DeLay remains free on bond as his legal team prepares to appeal his conviction for his role in a scheme to illegally funnel corporate money to Texas candidates in 2002. He was sentenced last month to three years in prison by Senior Judge Pat Priest.
But before his appeal, DeLay's attorneys asked Priest to grant a new trial.
DeLay's lead attorney, Dick DeGuerin, said interviews of jurors who convicted the ex-lawmaker in November on charges of money laundering and conspiracy to commit money laundering uncovered "rather disturbing things that happened in the jury room."
DeGuerin alleges there were one or more jurors who were saying DeLay was guilty before deliberations began.
One female juror "was very abusive of (other jurors) and was saying often and loudly that the testimony of witnesses wasn't evidence and they could only consider the documents (presented at trial). That's misconduct, ignoring jury instructions," DeGuerin said.
The names of the jurors were redacted from the motion to protect their identities, DeGuerin said. The jurors' names were not released during the trial and the panel declined to speak with reporters after its verdict last year.
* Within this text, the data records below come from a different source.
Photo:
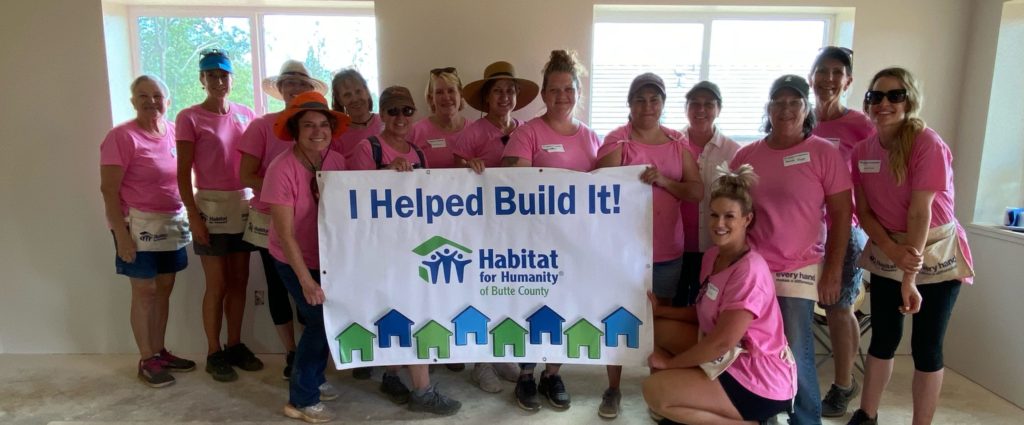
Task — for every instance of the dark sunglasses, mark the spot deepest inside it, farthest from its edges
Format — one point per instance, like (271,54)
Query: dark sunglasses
(448,70)
(407,111)
(894,96)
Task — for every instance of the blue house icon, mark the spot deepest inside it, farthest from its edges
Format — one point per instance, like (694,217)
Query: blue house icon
(545,321)
(394,324)
(622,322)
(470,321)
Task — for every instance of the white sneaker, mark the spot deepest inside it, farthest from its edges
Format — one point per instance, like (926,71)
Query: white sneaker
(328,392)
(314,414)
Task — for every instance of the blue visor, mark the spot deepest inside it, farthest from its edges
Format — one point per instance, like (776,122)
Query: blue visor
(215,61)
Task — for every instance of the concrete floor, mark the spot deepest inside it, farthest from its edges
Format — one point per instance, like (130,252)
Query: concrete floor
(102,389)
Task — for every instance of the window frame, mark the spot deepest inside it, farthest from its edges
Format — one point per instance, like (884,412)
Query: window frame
(838,25)
(255,15)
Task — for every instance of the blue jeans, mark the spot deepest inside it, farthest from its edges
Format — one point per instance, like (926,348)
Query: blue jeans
(797,316)
(311,352)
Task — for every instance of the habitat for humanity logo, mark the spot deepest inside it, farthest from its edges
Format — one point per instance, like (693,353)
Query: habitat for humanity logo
(440,257)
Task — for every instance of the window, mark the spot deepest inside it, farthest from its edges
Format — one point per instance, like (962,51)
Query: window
(740,51)
(167,42)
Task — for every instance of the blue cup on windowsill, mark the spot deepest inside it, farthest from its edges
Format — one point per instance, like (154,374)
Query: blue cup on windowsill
(1014,217)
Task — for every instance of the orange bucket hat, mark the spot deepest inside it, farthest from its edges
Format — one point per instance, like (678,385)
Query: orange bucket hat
(309,100)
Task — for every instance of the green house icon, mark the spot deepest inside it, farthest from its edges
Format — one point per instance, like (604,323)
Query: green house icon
(353,338)
(433,335)
(583,334)
(509,333)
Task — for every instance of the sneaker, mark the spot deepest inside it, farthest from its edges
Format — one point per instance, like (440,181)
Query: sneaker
(433,401)
(218,367)
(609,404)
(507,371)
(363,374)
(860,418)
(836,401)
(553,389)
(328,392)
(240,356)
(525,393)
(289,359)
(153,373)
(392,387)
(484,377)
(174,363)
(314,414)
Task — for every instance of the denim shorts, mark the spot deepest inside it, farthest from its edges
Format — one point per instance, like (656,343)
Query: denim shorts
(666,278)
(150,263)
(222,244)
(852,274)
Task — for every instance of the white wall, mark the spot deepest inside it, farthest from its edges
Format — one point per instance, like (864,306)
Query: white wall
(59,292)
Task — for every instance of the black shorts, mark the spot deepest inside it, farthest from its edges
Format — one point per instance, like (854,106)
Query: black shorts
(752,407)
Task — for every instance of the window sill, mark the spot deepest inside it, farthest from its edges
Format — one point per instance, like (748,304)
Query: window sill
(992,230)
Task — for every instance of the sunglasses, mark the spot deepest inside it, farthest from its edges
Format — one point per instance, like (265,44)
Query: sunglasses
(894,96)
(448,70)
(407,111)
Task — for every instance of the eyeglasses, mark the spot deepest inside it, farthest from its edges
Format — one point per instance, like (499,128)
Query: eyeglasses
(894,96)
(448,70)
(407,111)
(791,103)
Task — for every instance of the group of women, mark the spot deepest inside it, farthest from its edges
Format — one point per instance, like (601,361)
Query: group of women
(745,240)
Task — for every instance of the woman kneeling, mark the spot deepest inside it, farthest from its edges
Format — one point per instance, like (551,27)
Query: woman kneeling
(740,369)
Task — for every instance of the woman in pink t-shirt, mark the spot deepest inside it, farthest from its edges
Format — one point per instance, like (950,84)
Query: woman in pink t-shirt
(916,252)
(674,174)
(803,177)
(555,139)
(498,94)
(208,136)
(259,145)
(738,317)
(290,189)
(392,151)
(143,212)
(435,134)
(350,94)
(832,75)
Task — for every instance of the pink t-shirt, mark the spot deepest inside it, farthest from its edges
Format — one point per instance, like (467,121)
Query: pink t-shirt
(345,142)
(150,166)
(482,140)
(846,132)
(259,141)
(287,182)
(749,285)
(668,229)
(788,227)
(930,168)
(216,137)
(536,141)
(435,143)
(363,157)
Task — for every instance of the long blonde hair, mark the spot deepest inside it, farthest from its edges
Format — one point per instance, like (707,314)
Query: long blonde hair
(899,153)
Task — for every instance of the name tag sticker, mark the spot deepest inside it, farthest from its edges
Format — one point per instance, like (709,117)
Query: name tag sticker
(804,157)
(553,147)
(869,166)
(712,292)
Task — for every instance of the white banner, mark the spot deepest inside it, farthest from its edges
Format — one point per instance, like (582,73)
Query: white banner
(520,265)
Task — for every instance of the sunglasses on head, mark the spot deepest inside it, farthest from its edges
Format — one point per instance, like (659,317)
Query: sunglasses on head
(407,111)
(894,96)
(446,70)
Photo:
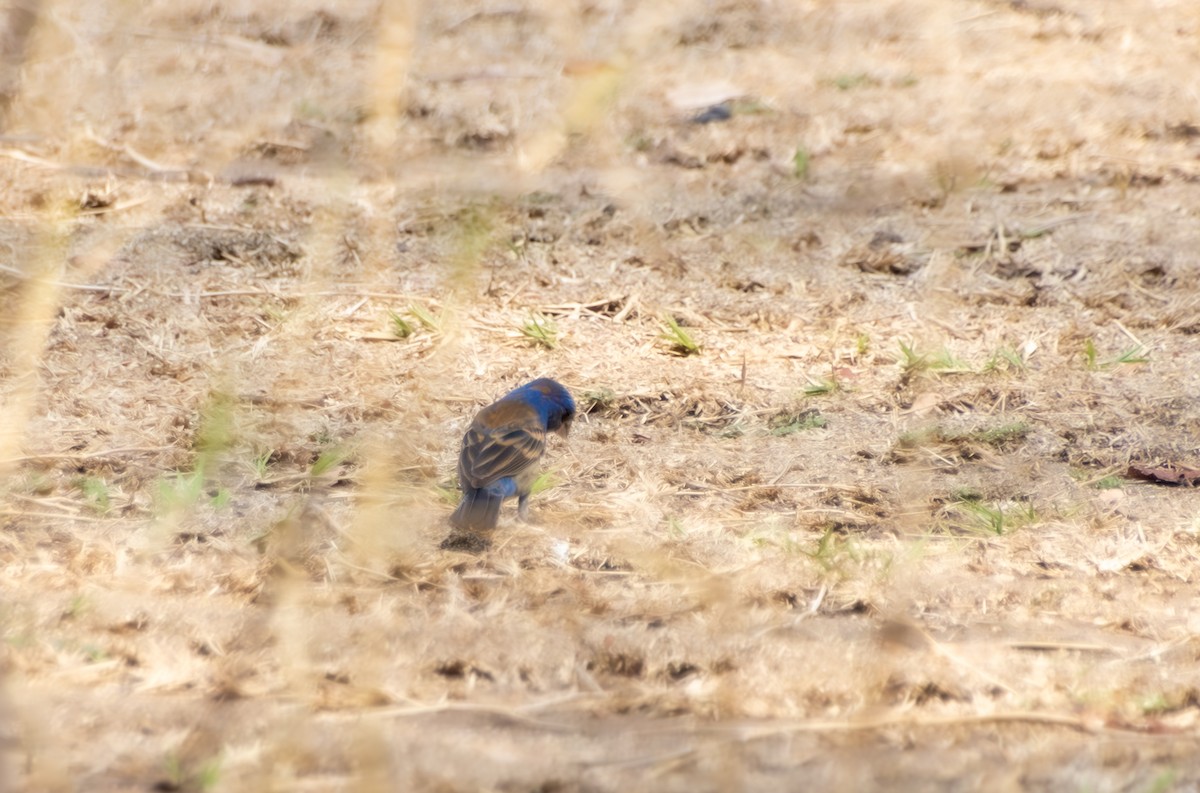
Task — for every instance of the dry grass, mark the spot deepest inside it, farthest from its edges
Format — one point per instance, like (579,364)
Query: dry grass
(937,270)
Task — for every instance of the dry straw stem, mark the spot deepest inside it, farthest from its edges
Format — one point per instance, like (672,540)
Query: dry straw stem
(28,330)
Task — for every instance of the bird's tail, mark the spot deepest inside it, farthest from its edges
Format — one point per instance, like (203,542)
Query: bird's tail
(478,509)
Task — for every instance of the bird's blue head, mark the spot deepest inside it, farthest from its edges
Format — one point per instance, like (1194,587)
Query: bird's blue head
(552,402)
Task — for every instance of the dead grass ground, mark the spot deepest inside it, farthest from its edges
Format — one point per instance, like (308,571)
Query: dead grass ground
(875,535)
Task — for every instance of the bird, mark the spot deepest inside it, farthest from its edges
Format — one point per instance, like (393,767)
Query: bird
(503,448)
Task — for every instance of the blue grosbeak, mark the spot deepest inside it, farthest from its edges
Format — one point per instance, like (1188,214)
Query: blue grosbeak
(503,446)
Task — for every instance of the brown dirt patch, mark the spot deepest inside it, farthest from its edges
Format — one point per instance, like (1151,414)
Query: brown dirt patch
(940,262)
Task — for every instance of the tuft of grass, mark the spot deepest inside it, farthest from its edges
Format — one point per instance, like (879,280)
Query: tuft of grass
(540,330)
(942,361)
(327,461)
(178,776)
(1135,354)
(682,342)
(599,400)
(822,386)
(426,318)
(787,424)
(400,326)
(1005,359)
(991,517)
(1000,436)
(96,493)
(262,463)
(833,552)
(801,161)
(911,360)
(179,491)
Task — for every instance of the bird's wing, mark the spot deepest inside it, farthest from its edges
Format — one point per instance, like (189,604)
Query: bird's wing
(492,454)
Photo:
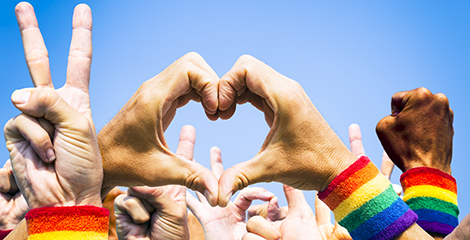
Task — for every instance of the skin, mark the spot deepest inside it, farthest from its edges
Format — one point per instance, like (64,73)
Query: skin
(108,203)
(133,146)
(419,131)
(229,222)
(300,222)
(301,150)
(45,178)
(13,206)
(157,212)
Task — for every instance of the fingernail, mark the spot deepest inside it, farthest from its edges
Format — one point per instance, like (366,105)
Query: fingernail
(20,96)
(50,155)
(268,194)
(229,197)
(208,196)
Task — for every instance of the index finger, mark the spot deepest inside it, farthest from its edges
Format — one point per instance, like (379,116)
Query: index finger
(35,51)
(79,64)
(355,140)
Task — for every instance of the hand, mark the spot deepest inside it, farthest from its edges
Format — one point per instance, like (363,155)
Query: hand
(355,140)
(13,206)
(301,150)
(46,115)
(108,203)
(419,131)
(462,231)
(299,223)
(133,140)
(157,212)
(229,222)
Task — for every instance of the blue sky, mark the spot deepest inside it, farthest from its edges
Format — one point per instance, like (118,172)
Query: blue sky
(350,57)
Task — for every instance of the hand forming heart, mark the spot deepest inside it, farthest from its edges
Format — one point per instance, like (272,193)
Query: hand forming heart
(301,150)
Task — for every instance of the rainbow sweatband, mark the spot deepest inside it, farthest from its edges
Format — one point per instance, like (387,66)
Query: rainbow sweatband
(432,194)
(364,202)
(76,222)
(4,233)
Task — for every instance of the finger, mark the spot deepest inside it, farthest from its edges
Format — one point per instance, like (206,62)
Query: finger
(7,179)
(45,102)
(201,198)
(156,196)
(322,212)
(247,195)
(133,207)
(340,233)
(261,227)
(387,166)
(79,62)
(193,69)
(37,57)
(28,128)
(275,213)
(239,177)
(194,205)
(258,210)
(186,142)
(216,162)
(399,101)
(252,236)
(355,139)
(295,199)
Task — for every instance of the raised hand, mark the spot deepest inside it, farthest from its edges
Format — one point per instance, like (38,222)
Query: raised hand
(301,150)
(13,206)
(229,222)
(48,118)
(299,223)
(419,131)
(157,212)
(355,140)
(132,143)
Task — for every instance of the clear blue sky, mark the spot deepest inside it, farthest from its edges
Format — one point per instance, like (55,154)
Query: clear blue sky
(350,57)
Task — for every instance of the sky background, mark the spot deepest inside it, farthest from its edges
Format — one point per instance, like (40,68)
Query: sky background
(349,56)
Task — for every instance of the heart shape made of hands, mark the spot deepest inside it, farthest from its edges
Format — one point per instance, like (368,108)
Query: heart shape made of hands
(300,150)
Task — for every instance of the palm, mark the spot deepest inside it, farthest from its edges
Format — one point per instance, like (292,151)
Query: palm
(13,208)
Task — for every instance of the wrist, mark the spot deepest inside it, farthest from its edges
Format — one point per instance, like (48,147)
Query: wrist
(432,194)
(364,202)
(75,222)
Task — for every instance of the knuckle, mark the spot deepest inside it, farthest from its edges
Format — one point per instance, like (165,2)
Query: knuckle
(442,99)
(423,93)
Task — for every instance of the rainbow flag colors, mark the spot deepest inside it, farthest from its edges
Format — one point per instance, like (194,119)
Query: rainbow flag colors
(364,202)
(432,194)
(76,222)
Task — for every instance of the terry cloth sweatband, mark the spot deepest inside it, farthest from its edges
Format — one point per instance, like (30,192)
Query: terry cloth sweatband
(76,222)
(364,202)
(4,233)
(432,194)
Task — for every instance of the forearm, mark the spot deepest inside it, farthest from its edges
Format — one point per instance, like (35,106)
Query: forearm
(364,202)
(19,233)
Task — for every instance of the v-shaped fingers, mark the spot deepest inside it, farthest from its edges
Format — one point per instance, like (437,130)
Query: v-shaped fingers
(37,57)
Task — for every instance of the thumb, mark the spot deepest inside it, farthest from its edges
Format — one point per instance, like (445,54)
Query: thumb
(295,200)
(239,177)
(45,102)
(201,179)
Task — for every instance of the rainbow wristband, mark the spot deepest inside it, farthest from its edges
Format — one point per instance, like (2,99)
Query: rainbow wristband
(76,222)
(4,233)
(364,202)
(432,194)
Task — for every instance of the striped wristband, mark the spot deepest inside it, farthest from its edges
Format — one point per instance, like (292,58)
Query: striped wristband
(364,202)
(76,222)
(432,194)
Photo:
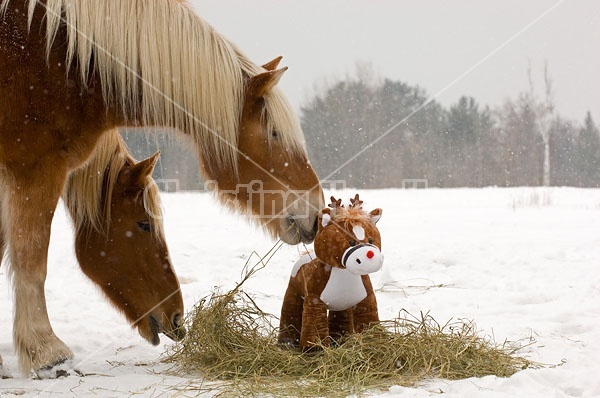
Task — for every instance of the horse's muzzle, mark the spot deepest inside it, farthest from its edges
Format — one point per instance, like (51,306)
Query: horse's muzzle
(175,331)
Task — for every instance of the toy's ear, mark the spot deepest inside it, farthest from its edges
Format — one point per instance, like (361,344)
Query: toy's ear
(376,215)
(324,218)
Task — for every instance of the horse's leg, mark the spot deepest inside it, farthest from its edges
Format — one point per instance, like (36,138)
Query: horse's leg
(31,200)
(3,372)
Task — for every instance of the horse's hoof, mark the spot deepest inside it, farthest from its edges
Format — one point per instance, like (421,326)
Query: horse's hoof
(59,369)
(4,374)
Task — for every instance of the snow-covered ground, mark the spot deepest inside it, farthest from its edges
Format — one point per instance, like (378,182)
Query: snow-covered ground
(521,263)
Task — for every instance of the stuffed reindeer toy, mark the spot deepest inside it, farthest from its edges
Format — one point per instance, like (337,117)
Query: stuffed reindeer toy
(334,278)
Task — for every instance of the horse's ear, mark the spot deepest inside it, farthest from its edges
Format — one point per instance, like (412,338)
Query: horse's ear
(143,169)
(324,218)
(375,215)
(262,83)
(272,65)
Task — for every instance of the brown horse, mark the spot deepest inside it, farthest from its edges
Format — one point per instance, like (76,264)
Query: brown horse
(71,70)
(119,239)
(120,247)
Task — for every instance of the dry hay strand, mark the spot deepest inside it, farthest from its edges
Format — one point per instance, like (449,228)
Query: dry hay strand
(232,341)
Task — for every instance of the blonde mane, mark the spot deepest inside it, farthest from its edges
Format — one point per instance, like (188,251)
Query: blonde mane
(88,191)
(164,65)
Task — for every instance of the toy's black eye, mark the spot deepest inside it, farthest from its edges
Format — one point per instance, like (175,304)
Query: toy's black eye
(144,226)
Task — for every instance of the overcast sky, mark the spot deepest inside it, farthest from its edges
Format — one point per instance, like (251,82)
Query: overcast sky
(449,48)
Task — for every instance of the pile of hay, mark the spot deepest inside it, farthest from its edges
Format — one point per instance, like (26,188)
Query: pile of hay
(232,341)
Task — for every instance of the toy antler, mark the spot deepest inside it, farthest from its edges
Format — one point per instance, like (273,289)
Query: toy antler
(335,205)
(356,202)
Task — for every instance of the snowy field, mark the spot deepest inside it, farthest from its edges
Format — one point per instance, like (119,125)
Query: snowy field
(521,263)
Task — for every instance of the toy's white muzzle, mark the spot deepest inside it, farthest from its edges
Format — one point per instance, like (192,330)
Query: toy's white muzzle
(362,259)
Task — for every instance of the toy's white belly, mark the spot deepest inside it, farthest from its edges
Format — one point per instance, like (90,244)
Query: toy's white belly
(343,290)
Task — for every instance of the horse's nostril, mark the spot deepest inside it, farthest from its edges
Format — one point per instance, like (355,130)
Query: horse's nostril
(177,320)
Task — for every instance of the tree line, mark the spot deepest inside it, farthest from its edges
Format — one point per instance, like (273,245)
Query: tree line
(378,133)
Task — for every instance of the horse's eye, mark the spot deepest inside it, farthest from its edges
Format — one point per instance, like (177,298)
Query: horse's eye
(144,226)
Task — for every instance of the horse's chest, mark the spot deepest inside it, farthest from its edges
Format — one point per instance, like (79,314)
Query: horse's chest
(343,290)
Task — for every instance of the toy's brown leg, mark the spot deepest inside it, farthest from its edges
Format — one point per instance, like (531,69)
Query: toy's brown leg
(365,312)
(340,324)
(314,323)
(290,323)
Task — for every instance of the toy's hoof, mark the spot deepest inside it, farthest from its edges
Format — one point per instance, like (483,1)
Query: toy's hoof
(288,343)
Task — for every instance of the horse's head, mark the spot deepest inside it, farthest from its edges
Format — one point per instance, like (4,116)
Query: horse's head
(130,260)
(348,237)
(275,181)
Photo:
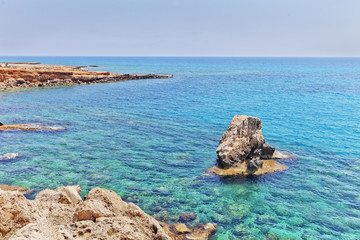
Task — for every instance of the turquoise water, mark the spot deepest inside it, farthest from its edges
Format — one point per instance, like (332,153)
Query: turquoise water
(151,141)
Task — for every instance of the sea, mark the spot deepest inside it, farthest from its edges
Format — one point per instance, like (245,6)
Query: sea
(151,141)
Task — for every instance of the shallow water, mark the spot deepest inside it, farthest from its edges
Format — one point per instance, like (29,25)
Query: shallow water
(151,140)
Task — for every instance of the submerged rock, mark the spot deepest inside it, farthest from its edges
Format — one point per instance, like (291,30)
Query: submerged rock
(180,231)
(268,166)
(62,214)
(187,217)
(242,147)
(29,127)
(9,156)
(12,188)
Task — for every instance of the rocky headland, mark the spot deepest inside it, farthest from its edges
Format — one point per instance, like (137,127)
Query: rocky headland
(24,75)
(63,214)
(242,150)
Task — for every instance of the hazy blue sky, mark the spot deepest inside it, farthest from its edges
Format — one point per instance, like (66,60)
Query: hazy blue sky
(180,27)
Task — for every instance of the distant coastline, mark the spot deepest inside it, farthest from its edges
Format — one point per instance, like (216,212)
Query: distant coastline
(29,74)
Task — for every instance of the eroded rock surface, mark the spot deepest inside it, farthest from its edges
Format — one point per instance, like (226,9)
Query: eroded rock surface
(180,231)
(242,150)
(23,75)
(62,214)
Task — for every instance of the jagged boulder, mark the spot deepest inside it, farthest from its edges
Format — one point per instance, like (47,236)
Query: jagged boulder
(242,150)
(242,141)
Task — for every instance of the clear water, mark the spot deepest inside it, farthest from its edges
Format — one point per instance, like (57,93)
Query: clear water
(151,141)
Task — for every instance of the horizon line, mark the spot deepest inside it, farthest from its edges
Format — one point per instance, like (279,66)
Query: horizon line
(164,56)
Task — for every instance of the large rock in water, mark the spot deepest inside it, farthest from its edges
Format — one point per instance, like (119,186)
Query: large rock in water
(242,141)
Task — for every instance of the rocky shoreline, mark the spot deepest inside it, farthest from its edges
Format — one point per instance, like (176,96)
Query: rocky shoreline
(63,214)
(25,75)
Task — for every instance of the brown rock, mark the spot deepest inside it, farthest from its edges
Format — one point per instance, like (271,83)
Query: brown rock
(187,217)
(56,214)
(20,75)
(242,137)
(201,232)
(241,148)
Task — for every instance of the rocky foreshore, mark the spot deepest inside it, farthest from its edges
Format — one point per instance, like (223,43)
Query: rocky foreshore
(63,214)
(24,75)
(242,150)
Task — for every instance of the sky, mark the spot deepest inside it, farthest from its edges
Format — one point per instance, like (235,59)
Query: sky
(248,28)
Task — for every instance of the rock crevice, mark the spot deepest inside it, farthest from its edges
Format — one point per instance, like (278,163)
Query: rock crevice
(242,150)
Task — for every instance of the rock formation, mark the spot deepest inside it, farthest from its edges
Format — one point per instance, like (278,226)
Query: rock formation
(22,75)
(62,214)
(29,127)
(242,150)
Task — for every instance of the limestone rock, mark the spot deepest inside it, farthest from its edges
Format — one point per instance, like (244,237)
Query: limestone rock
(268,166)
(51,216)
(253,165)
(242,147)
(23,75)
(242,137)
(201,232)
(187,217)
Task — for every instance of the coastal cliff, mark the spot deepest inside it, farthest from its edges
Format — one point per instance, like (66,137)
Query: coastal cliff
(23,75)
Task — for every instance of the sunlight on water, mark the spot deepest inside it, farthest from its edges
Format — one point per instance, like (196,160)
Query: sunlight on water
(151,141)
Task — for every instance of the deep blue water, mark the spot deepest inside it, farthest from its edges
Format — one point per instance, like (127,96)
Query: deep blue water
(151,140)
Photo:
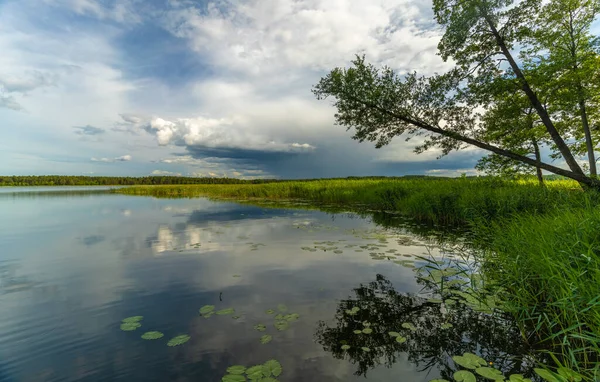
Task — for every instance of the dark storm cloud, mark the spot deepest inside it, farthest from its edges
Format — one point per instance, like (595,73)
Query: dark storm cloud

Steve Brand, one of the prosecutors with the Travis County District Attorney's Office in Austin who tried DeLay, said the motion had no merit.
"We don't feel they raised any meritorious legal grounds by which they can prevail," he said.
Brand declined to comment on the allegations of juror misconduct or other specific legal issues raised in the motion.
Wednesday's motion also asks that DeLay's conviction be set aside because defective instructions were made to jurors when they got the case, DeGuerin said.
DeLay's legal team also alleges the state's election code was misapplied by prosecutors in the case and that DeLay's First Amendment rights might have been violated by Texas' ban on corporate campaign contributions.
The First Amendment claim is based on a U.S. Supreme Court decision from last year that said laws barring corporations from making political donations to candidates violate free speech.
After a month-long trial in November, a jury determined DeLay conspired with two associates to use his Texas-based political action committee to take part in a swap of $190,000 in corporate money to an arm of the Washington-based Republican National Committee. The RNC then sent the same amount to seven Texas House candidates. Under Texas law, corporate money can't go directly to political campaigns.
Prosecutors claimed the money helped Republicans take control of the Texas House. That enabled the Republican majority to push through a Delay-engineered congressional redistricting plan that sent more Texas Republicans to Congress in 2004, strengthening DeLay's political power.
DeLay contended the charges were politically motivated and the money swap in question was legal. DeGuerin says DeLay committed no crime and believes the convictions will be overturned on appeal.